Camhi, a native of Long Island, became the Reform temple’s cantor in July, succeeding Cantor Janice Cohen.
A member of the American Conference of Cantors, Camhi was invested in 2006 at the Hebrew Union College-Jewish Institute of Religion School of Sacred Music in New York and received a master’s degree in sacred music from the school in 2005. She also earned a bachelor’s degree in music in 2001 from Binghamton University in New York.
“It’s been said that ‘to sing is to have prayed twice,’” Camhi told NJ Jewish News. “It is my hope, as Temple Shalom’s cantor, to raise our collective voice in prayer through song.”
Camhi, who lives in Metuchen with her husband, Evan, an attorney, said she welcomes the opportunity to be the temple’s keeper of Jewish musical traditions. She will share musical history by leading worship services with Rabbi Laurence Malinger, Temple Shalom’s religious leader; participating in lifecycle events; teaching in the temple’s religious school; and working with the junior and senior choirs.
Camhi also will maintain the temple’s bar/bat mitzva program, in which she will prepare students to chant liturgy, Torah portions, and haftarot. She said she intends to work on a personal basis with each student.
Her activities in the temple, she said, will also span the generations. “I intend to reach out to the young and the old so that, with them, I may create musical programming to impart the teachings of the Torah and to imbue a love of Israel,” Camhi said. “I would like to have a part in fostering and maintaining a community of Jews who assemble to find themselves, embrace those around them, and to encounter God.”
Camhi was the cantor at Temple B’nai Shalom in East Brunswick from 2006 to 2008 and was a cantorial intern at Temple Chaverim in Plainview, NY, from 2002 to 2006. She also served as a cantorial soloist at Temple Concord in Binghamton from 1998 to 2001.
Expanding repertoire
Camhi said she regards community outreach as an important component of her cantorial experience. At B’nai Shalom, she led a “learning Shabbat services” program for intermarried and unaffiliated Jews and organized and conducted a community-wide interfaith Thanksgiving service choir. While at Temple Chaverim, she led an annual women’s seder.
Her other outreach efforts included serving as coleader of Shabbat services at an assisted living facility, leading a Passover seder for developmentally challenged college students, and performing as a soloist for Hadassah functions.
“Outreach is important to a temple and to me, personally,” Camhi said. “It’s mutually beneficial for all houses of worship to be good neighbors. Friendship and understanding evolve from these kinds of relationships.”
In 2003, Camhi performed in a concert featuring Israeli art songs at HUC-JIR in New York and in a concert of Yiddish and Ladino songs at HUC-JIR in Jerusalem in 2001.

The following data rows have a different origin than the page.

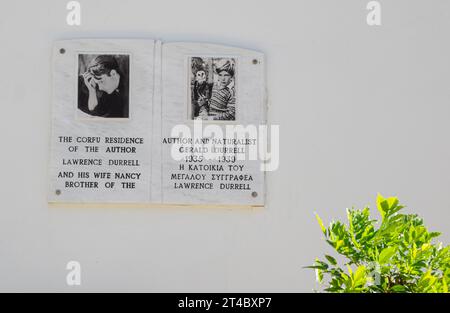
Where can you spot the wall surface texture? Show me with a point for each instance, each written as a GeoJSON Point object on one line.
{"type": "Point", "coordinates": [361, 110]}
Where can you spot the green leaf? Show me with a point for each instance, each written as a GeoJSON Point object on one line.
{"type": "Point", "coordinates": [331, 259]}
{"type": "Point", "coordinates": [386, 255]}
{"type": "Point", "coordinates": [398, 288]}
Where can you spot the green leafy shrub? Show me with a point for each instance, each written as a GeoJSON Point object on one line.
{"type": "Point", "coordinates": [398, 256]}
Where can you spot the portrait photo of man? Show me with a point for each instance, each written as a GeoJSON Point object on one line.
{"type": "Point", "coordinates": [103, 85]}
{"type": "Point", "coordinates": [213, 95]}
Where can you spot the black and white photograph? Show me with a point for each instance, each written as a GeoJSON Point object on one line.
{"type": "Point", "coordinates": [212, 88]}
{"type": "Point", "coordinates": [103, 85]}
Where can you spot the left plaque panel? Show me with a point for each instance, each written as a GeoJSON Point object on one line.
{"type": "Point", "coordinates": [102, 117]}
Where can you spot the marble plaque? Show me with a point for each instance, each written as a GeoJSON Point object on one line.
{"type": "Point", "coordinates": [146, 122]}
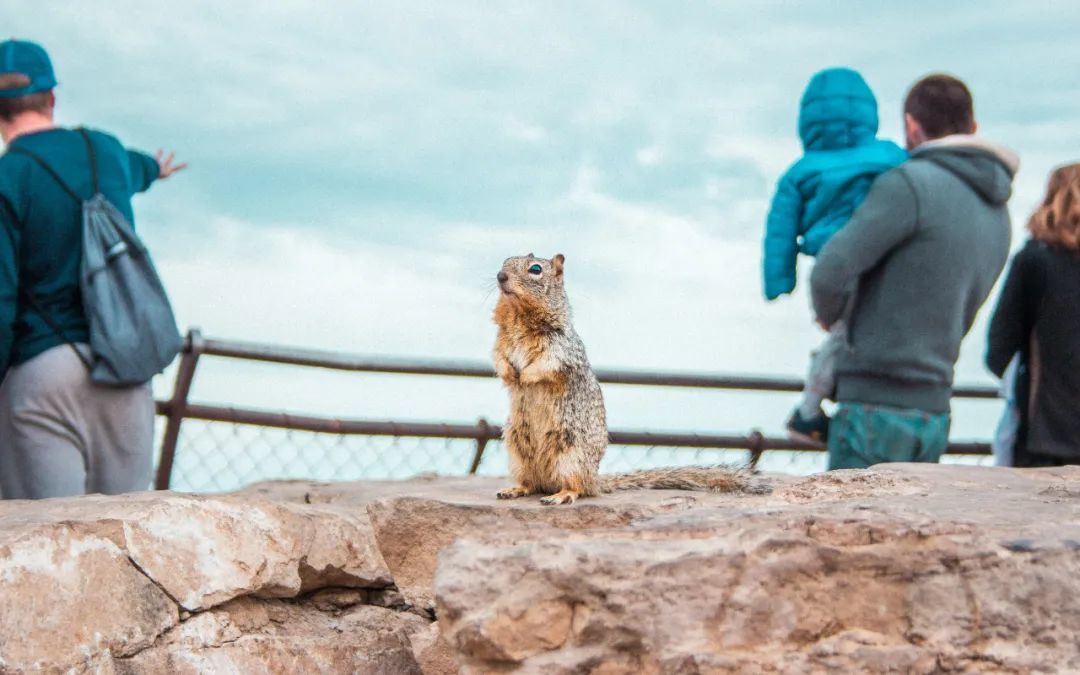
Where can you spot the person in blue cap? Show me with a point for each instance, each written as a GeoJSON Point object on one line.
{"type": "Point", "coordinates": [61, 434]}
{"type": "Point", "coordinates": [838, 123]}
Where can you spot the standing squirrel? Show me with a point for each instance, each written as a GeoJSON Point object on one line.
{"type": "Point", "coordinates": [557, 430]}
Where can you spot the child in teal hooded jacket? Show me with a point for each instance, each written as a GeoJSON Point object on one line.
{"type": "Point", "coordinates": [838, 123]}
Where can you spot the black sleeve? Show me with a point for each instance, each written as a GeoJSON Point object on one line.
{"type": "Point", "coordinates": [1014, 316]}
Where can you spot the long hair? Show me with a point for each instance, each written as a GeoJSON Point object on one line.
{"type": "Point", "coordinates": [1057, 219]}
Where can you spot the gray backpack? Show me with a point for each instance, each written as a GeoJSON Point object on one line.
{"type": "Point", "coordinates": [133, 333]}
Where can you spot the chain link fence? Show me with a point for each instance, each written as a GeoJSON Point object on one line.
{"type": "Point", "coordinates": [206, 448]}
{"type": "Point", "coordinates": [223, 456]}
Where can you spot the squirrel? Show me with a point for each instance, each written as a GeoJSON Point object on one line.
{"type": "Point", "coordinates": [557, 429]}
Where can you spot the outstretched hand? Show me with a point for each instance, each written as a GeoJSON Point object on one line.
{"type": "Point", "coordinates": [165, 165]}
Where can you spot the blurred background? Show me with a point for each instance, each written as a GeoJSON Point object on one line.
{"type": "Point", "coordinates": [359, 172]}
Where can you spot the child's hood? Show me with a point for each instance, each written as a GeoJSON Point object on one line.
{"type": "Point", "coordinates": [837, 111]}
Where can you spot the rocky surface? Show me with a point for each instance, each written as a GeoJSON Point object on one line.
{"type": "Point", "coordinates": [903, 568]}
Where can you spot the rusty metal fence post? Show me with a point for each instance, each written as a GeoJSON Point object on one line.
{"type": "Point", "coordinates": [177, 407]}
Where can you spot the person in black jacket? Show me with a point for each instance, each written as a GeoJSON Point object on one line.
{"type": "Point", "coordinates": [1038, 316]}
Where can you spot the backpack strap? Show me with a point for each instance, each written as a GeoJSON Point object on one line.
{"type": "Point", "coordinates": [49, 170]}
{"type": "Point", "coordinates": [25, 291]}
{"type": "Point", "coordinates": [32, 299]}
{"type": "Point", "coordinates": [93, 162]}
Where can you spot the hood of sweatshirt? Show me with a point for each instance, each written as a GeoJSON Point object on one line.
{"type": "Point", "coordinates": [986, 166]}
{"type": "Point", "coordinates": [837, 111]}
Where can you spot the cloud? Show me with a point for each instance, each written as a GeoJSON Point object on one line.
{"type": "Point", "coordinates": [360, 171]}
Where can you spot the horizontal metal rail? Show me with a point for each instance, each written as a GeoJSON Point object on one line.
{"type": "Point", "coordinates": [318, 359]}
{"type": "Point", "coordinates": [486, 431]}
{"type": "Point", "coordinates": [178, 407]}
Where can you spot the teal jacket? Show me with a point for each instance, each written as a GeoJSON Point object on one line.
{"type": "Point", "coordinates": [838, 124]}
{"type": "Point", "coordinates": [41, 232]}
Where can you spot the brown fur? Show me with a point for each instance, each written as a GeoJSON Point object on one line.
{"type": "Point", "coordinates": [557, 431]}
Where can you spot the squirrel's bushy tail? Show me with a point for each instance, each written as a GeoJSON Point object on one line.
{"type": "Point", "coordinates": [703, 478]}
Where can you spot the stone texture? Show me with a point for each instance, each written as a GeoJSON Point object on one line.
{"type": "Point", "coordinates": [902, 568]}
{"type": "Point", "coordinates": [42, 570]}
{"type": "Point", "coordinates": [413, 529]}
{"type": "Point", "coordinates": [277, 636]}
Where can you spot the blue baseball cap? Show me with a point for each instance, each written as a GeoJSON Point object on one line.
{"type": "Point", "coordinates": [28, 59]}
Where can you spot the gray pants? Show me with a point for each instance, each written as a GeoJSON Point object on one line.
{"type": "Point", "coordinates": [61, 434]}
{"type": "Point", "coordinates": [821, 378]}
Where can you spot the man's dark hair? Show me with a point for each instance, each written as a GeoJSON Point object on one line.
{"type": "Point", "coordinates": [942, 105]}
{"type": "Point", "coordinates": [38, 102]}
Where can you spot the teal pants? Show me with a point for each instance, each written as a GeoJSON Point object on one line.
{"type": "Point", "coordinates": [861, 435]}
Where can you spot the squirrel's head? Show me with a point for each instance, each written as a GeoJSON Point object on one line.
{"type": "Point", "coordinates": [531, 294]}
{"type": "Point", "coordinates": [531, 277]}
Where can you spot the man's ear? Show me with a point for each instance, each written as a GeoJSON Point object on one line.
{"type": "Point", "coordinates": [558, 261]}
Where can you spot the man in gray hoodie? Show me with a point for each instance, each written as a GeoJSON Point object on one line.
{"type": "Point", "coordinates": [908, 271]}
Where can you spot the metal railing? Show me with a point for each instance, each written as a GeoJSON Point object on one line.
{"type": "Point", "coordinates": [178, 407]}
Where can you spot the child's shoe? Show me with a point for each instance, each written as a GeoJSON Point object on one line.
{"type": "Point", "coordinates": [812, 430]}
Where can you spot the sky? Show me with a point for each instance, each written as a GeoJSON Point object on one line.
{"type": "Point", "coordinates": [360, 171]}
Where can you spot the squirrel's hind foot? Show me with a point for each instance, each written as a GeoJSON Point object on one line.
{"type": "Point", "coordinates": [563, 497]}
{"type": "Point", "coordinates": [513, 493]}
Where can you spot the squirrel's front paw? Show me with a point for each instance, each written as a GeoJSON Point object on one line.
{"type": "Point", "coordinates": [507, 373]}
{"type": "Point", "coordinates": [534, 375]}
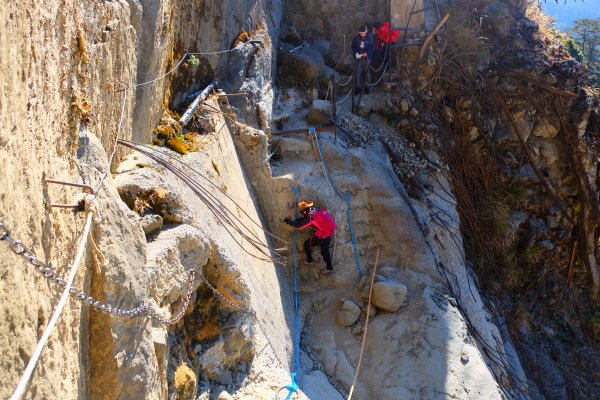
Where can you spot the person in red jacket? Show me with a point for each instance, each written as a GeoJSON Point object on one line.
{"type": "Point", "coordinates": [323, 226]}
{"type": "Point", "coordinates": [385, 38]}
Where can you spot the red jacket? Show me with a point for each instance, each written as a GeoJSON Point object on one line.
{"type": "Point", "coordinates": [385, 35]}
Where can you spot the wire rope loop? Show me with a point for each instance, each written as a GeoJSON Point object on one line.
{"type": "Point", "coordinates": [17, 247]}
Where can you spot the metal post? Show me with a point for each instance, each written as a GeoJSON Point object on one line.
{"type": "Point", "coordinates": [185, 118]}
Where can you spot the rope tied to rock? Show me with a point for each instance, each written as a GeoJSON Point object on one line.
{"type": "Point", "coordinates": [293, 387]}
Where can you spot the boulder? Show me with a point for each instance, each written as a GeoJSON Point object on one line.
{"type": "Point", "coordinates": [320, 112]}
{"type": "Point", "coordinates": [348, 314]}
{"type": "Point", "coordinates": [389, 295]}
{"type": "Point", "coordinates": [544, 128]}
{"type": "Point", "coordinates": [302, 66]}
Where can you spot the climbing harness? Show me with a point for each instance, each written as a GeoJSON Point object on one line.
{"type": "Point", "coordinates": [18, 248]}
{"type": "Point", "coordinates": [345, 198]}
{"type": "Point", "coordinates": [32, 363]}
{"type": "Point", "coordinates": [362, 346]}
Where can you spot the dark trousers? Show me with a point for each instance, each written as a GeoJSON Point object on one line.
{"type": "Point", "coordinates": [324, 244]}
{"type": "Point", "coordinates": [361, 72]}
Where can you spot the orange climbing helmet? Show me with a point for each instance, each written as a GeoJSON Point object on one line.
{"type": "Point", "coordinates": [304, 205]}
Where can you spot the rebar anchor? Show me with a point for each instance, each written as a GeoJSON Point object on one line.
{"type": "Point", "coordinates": [78, 206]}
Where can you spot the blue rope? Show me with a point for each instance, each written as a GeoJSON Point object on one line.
{"type": "Point", "coordinates": [346, 199]}
{"type": "Point", "coordinates": [294, 234]}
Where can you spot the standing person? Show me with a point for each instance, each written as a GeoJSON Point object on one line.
{"type": "Point", "coordinates": [362, 48]}
{"type": "Point", "coordinates": [323, 226]}
{"type": "Point", "coordinates": [386, 37]}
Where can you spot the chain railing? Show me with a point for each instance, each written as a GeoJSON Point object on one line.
{"type": "Point", "coordinates": [51, 274]}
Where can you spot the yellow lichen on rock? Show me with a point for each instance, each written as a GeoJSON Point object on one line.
{"type": "Point", "coordinates": [185, 382]}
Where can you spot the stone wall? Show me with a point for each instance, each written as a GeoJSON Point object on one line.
{"type": "Point", "coordinates": [69, 71]}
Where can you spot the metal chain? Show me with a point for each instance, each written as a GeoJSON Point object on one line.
{"type": "Point", "coordinates": [223, 298]}
{"type": "Point", "coordinates": [18, 248]}
{"type": "Point", "coordinates": [170, 321]}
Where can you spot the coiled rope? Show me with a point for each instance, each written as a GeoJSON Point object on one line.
{"type": "Point", "coordinates": [293, 387]}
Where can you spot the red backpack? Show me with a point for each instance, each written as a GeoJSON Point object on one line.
{"type": "Point", "coordinates": [323, 223]}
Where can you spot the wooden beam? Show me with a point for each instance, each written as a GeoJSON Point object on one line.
{"type": "Point", "coordinates": [572, 262]}
{"type": "Point", "coordinates": [330, 128]}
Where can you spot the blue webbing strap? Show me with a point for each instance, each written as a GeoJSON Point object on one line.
{"type": "Point", "coordinates": [293, 387]}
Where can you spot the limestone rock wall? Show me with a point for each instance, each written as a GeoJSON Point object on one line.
{"type": "Point", "coordinates": [69, 71]}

She came to her vocation early. As a child, Camhi sang with the youth choir at the Suburban Temple in Wantagh, NY (her mother sang in the adult choir).
“By the time I was 14, I knew becoming a cantor was my calling. My parents were always supportive — they encouraged me to follow my dreams,” said Camhi. “For years, they gave up a lot of their free time to drive to me to all kinds of singing classes and singing events. I’m extremely grateful to them.”
Although Camhi has worked hard, she considers herself to be the beneficiary of a great deal of luck.
“I’m incredibly fortunate because I’m able to combine some of my greatest passions — music, Judaism, and my love of learning,” she said. “I’d love to bring in more of the music of the Reform movement and expand the liturgical repertoire. And I’ve learned an important lesson — music is a great equalizer and source of comfort. It can be a communal activity without judgment.”